Los vuelos siempre suponían para Lucía no solo un traslado físico, sino también una especie de viaje en el tiempo,  como si todo lo ocurrido antes de embarcar fuera una  película.
Acomodada en su asiento abrazos y despedidas flotaban como pompas de jabón en su cerebro mezclados con la ilusión de volver a Barcelona, poner en orden su vida, su matrimonio y su relación con sus hijos, desdibujados por la distancia y los breves encuentros de las vacaciones, donde todo parece brillante y fácil y los problemas se guardan debajo de la alfombra para no estropear el recuerdo posterior.

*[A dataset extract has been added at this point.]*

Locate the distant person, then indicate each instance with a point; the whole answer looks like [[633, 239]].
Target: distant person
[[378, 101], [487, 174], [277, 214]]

Sobre un fondo de nubes grises se reflejaban en la ventanilla del avión las imágenes de las últimas horas: cajas a medio embalar, el último paseo por la playa de Long Island con las olas barriendo las huellas de sus pies, y la última mirada a Napoleón y Josefina, antes de regalárselos a su vecina María, esa niña mexicana, de largas trenzas y sonrisa infinita, que si el tiburón devorador en que Estados Unidos se había convertido no engullía, sería la salvación de su familia, un puente entre dos mundos, la esperanza venida del sur para un gigante con los pies de barro.

–   ¡Hola María!, –la saludó la tarde anterior, cuando volvía de la oficina, cargada con sus últimas cosas. – ¿Podrías subir un momento a mi casa? Tengo que pedirte un favor.
María la miró con sus enormes ojos negros y la siguió. 

Lucía metió la llave en la cerradura de la puerta del  apartamento que había sido su hogar los últimos cinco años. Se acercó a la niña y le explicó:
–    Me voy de viaje mañana.  Mi familia me necesita, así que debo volver, ¿sabes?

La niña asintió con la cabeza bajando los ojos. 

–    Pero no me puedo llevar a Napoleón y Josefina. – continuó Lucía, con la mirada fija en sus peces de agua dulce, que nadaban ajenos a la realidad en el acuario que había ocupado el lugar de la televisión desde hacía un año. –Napoleón –siguió– le tocó en la tómbola de la playa a mi hijo Sergio el año pasado, y para que no estuviera solo compré a Josefina en la tienda de animales del centro comercial… Son los dos peces naranjas…  Los demás no tienen nombre aún –Le explicó mientras acariciaba el cristal iluminado del acuario, y hacía salir a las gambas de debajo del cofre del tesoro.- Han sido mis amigos este último año, y me gustaría que los cuidaras por mí. ¿Querrás?

A la niña le brillaban los ojos. Sin embargo, su madre no parecía muy entusiasmada. Cuando la convenció, acomodaron entre todas el acuario en el abarrotado salón de la familia Jiménez. También les dejó la red y la pecera pequeña que usaba cuando limpiaba la grande y un bote gigante de comida, con la leve esperanza de que esos pequeños seres acuáticos dejaran más huella en sus corazones que la que sus pies habían dibujado en la orilla del mar.